The Bible has two words for time: chronos—that straight line, chronological time that is so useful, and presumably gets me places on time, keeps the calendars turning, etc. We live by this version of time, as if there were no other.
But there is another type of time, and it is called kairos, translated biblically as “God’s time,” or “fullness of time.” It is as circular and mysterious as the other is linear and seemingly clear. It is our partner for those places (and times) in our life when things seem to have their own schedule, when they don’t happen according to impatience, or even effort, but happen because of some culmination and readiness that we often can’t even articulate, much less predict.
Another explanation of how this graced way time can work came up in an account I read last week about Rosa Parks, and the day she would not give up her seat on the bus.
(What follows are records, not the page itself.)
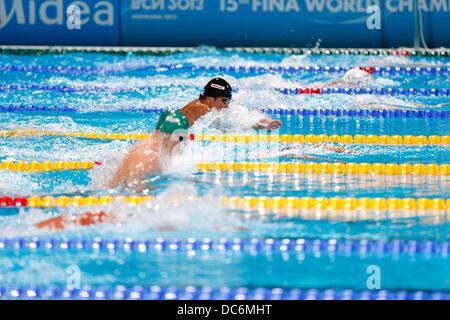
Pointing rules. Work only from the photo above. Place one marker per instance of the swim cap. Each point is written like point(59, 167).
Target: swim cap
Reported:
point(218, 87)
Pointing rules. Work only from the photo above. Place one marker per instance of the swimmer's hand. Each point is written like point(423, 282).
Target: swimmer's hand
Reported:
point(86, 219)
point(268, 124)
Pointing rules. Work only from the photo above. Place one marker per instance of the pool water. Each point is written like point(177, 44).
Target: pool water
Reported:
point(186, 206)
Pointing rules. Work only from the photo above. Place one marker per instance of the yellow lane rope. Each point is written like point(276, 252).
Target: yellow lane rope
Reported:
point(34, 166)
point(87, 135)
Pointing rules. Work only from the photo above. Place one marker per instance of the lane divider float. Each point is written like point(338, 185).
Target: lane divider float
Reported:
point(33, 50)
point(287, 91)
point(434, 70)
point(268, 167)
point(346, 139)
point(207, 293)
point(321, 208)
point(328, 168)
point(46, 166)
point(377, 113)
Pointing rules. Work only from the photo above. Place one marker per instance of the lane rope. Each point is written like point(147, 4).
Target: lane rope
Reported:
point(328, 168)
point(38, 50)
point(345, 139)
point(270, 167)
point(247, 245)
point(22, 166)
point(287, 91)
point(337, 207)
point(435, 71)
point(247, 138)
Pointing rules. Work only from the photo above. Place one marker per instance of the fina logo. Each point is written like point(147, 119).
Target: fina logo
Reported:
point(51, 12)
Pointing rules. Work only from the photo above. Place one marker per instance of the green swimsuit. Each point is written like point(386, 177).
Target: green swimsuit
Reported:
point(172, 120)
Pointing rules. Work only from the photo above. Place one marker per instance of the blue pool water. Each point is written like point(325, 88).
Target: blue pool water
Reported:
point(128, 81)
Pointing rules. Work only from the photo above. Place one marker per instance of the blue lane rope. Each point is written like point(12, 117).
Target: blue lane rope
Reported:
point(444, 70)
point(271, 111)
point(267, 245)
point(287, 91)
point(209, 293)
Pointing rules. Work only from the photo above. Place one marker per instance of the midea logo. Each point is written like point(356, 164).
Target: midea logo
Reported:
point(52, 12)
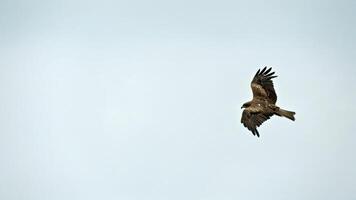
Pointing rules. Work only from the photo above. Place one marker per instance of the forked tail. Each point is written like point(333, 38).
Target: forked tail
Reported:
point(286, 113)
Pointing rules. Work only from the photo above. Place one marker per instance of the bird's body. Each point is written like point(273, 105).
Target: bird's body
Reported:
point(262, 106)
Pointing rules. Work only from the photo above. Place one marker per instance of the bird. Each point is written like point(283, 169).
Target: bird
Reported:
point(263, 104)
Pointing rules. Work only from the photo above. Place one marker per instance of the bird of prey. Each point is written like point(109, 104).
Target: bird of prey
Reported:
point(263, 104)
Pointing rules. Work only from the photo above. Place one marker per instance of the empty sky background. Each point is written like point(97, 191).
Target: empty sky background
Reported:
point(140, 100)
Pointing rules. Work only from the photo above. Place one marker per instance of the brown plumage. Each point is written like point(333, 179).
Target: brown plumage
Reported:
point(262, 106)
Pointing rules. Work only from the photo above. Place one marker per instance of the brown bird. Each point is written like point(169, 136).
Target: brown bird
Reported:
point(262, 106)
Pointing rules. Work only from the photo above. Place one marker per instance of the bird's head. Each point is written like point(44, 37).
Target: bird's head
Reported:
point(245, 105)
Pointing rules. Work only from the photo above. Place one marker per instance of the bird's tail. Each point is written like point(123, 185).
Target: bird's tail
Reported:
point(286, 113)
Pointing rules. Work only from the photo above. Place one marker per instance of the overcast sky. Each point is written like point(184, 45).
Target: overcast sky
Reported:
point(140, 100)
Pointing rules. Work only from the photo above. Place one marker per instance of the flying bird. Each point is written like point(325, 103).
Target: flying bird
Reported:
point(263, 104)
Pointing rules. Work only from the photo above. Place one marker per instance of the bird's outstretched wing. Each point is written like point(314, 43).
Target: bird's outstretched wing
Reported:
point(251, 120)
point(262, 85)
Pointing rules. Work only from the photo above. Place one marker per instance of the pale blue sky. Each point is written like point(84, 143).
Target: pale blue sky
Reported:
point(140, 100)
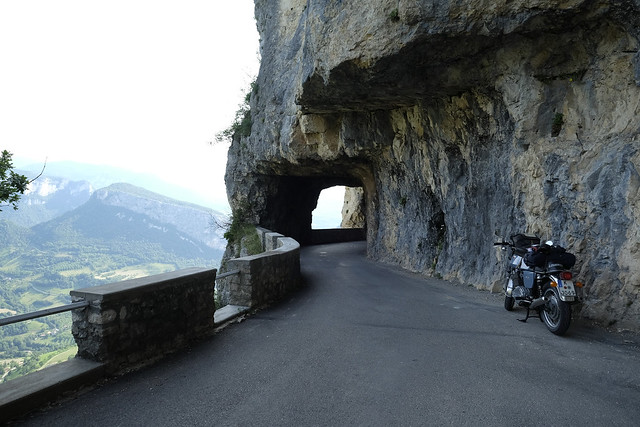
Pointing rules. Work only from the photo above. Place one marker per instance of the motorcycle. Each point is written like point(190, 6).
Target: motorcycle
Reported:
point(539, 279)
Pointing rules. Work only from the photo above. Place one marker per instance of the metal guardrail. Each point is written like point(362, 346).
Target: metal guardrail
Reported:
point(68, 307)
point(42, 313)
point(227, 274)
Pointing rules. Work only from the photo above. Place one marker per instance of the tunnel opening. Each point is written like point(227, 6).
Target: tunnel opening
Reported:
point(339, 215)
point(328, 211)
point(292, 204)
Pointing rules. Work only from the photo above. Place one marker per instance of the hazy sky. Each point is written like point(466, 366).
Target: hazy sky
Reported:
point(138, 84)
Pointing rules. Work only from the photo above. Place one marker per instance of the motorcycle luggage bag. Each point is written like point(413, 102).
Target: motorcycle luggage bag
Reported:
point(522, 242)
point(550, 255)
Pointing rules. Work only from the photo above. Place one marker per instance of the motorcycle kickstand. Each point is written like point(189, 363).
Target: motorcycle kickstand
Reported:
point(526, 318)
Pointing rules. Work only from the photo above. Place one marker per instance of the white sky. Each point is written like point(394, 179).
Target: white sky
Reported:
point(139, 84)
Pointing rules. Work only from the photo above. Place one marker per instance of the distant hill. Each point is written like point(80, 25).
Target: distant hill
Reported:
point(123, 212)
point(47, 198)
point(101, 176)
point(120, 232)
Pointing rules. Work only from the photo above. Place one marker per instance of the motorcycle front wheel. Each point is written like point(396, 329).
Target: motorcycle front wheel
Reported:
point(556, 313)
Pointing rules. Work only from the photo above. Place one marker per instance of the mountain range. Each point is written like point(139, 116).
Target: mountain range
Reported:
point(66, 234)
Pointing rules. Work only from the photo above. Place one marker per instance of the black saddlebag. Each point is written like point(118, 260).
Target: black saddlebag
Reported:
point(522, 243)
point(548, 255)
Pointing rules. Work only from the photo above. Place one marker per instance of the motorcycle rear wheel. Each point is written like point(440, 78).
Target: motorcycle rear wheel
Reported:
point(556, 314)
point(508, 301)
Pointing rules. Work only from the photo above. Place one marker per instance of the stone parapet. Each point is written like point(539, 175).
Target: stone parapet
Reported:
point(268, 276)
point(137, 321)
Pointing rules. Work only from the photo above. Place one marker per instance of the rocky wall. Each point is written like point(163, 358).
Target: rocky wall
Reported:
point(462, 122)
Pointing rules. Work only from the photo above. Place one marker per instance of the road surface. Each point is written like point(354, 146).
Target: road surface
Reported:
point(367, 344)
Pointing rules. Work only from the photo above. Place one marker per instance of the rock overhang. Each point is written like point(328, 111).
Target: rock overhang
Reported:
point(445, 117)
I think these words are by Quaker author Parker Palmer:
“December 1, 1955 dawned like any ordinary day of chronos, except that a seamstress and civil rights activist named Rosa Lee Parks (1913–2005) sensed the moment of God's kairos.
After a long day of work at Montgomery Fair department store, she boarded the Cleveland Avenue bus and refused the driver's demand to relinquish her seat to a white passenger. Parks understood the fleeting nature of transient chronos, and the limited opportunities we have to choose risk over regret, and urgency over complacency.
In her autobiography Rosa Parks: My Story she explained her motivation that December evening: "I was not old, although some people have an image of me as being old then. I was forty-two. No, the only tired I was, was tired of giving in." Her solitary act provoked the Montgomery bus boycott, propelled a 26-year old year old Martin Luther King, Jr. into the forefront of the civil rights movement, and became an iconic moment of kairos in American history.”
So suddenly, after years of things one way, there is an inbreaking of the kairos moment, the iconic time—in the country’s history, in our personal histories—after which nothing is ever the same again.
Think of this time in your life. Its horizontal aspects, one day following another. Is there a place for a kairos in-breaking, for choosing “risk over regret… urgency over complacency?" What comes to mind?